Ayant grandi à Hucknall, dans le Nottinghamshire, au tournant du millénaire, Byron a su dès son plus jeune âge que le monde voyait un garçon, mais qu'à l'intérieur, une fille attendait de se libérer. La vie dans cette ville « incroyablement ennuyeuse » ressemblait souvent à une mêlée de morts-vivants, un contraste saisissant avec le pouls vibrant et insistant de la fille que Byron savait être. L'école était un champ de bataille, où les railleries « pouf » et « bender » étaient aussi courantes que les coups, et la maison n'offrait guère de refuge à Gaz, un père dont la conception de la paternité impliquait de remettre constamment en question la « masculinité » de Byron et d'avoir une main lourde. Mam, quant à elle, avait ses propres plans d'évasion et a fini par partir pour la Turquie comme une Shirley Valentine des East Midlands.
Âgé de treize ans et cherchant désespérément à s'échapper, Byron a plongé tête la première dans le monde souterrain cinétique de Nottingham. La « musique » de Madonna régnait en maître, et l'attrait de l'hédonisme était un chant de sirène. C'est ici, dans la brume enfumée des boîtes de nuit où l'on pouvait encore allumer une cigarette, qu'un nouveau type de famille a vu le jour : The Fallen Divas. Lady Die, une danseuse de podium envoûtante et danseuse d'enfer, est devenue une référence, aux côtés de personnages tels que Sticky Nikki et Fag Ash, qui ont offert un cochon d'amitié et de rire. Sur leur orbite, Byron a commencé à perdre la peau des attentes de la société, en adoptant une personnalité audacieuse, provocatrice et authentiquement la leur.

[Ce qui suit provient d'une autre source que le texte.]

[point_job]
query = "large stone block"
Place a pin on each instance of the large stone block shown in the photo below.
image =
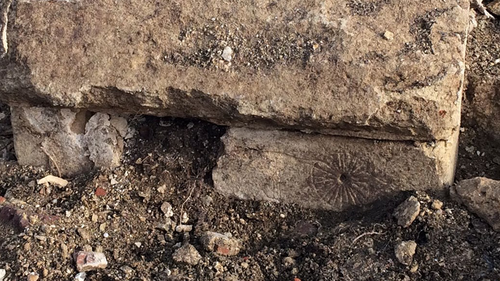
(326, 171)
(375, 69)
(71, 141)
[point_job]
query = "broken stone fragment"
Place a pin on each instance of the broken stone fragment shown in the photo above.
(88, 261)
(54, 180)
(494, 7)
(220, 243)
(187, 254)
(70, 141)
(482, 197)
(50, 137)
(327, 172)
(326, 70)
(407, 211)
(404, 251)
(104, 139)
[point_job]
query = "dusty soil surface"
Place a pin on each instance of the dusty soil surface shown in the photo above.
(119, 213)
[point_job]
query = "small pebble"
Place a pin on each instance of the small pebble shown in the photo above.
(407, 211)
(80, 276)
(127, 269)
(184, 228)
(437, 205)
(87, 261)
(404, 252)
(167, 209)
(388, 35)
(187, 254)
(227, 54)
(33, 277)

Pourtant, cette liberté retrouvée s'accompagnait d'un sombre courant sous-jacent. Byron a trouvé un moyen de gagner de l'argent, d'abord dans les toilettes publiques, puis s'est lancé dans une industrie du sexe plus exploitante, une réalité souvent occultée par l'enivrement de la scène des clubs. L'argent facile, une « source » pour les services, s'est rapidement intensifié, éloignant Byron de tout semblant de vie conventionnelle. Cette voie, pleine de drogue et de violence, a finalement conduit à une décision désespérée et forcée : un cambriolage qui a conduit Byron dans un établissement pour jeunes délinquants.
À l'intérieur, au milieu des dures réalités de l'enfermement, une transformation surprenante a commencé à s'opérer. Byron, qui avait diverti ses codétenus avec des poèmes grossiers, a découvert une autre sorte d'ambition. Le désir d'éducation, d'un avenir au-delà du cycle de la rue, s'est concrétisé. C'était un moment de réflexion, une période où l'architecture d'une nouvelle vie a commencé à être dessinée. Le désir d'être vus, vraiment perçus, non seulement comme un « garçon » ou un « pouf », mais comme la fille qu'ils avaient toujours su être, s'est consolidé.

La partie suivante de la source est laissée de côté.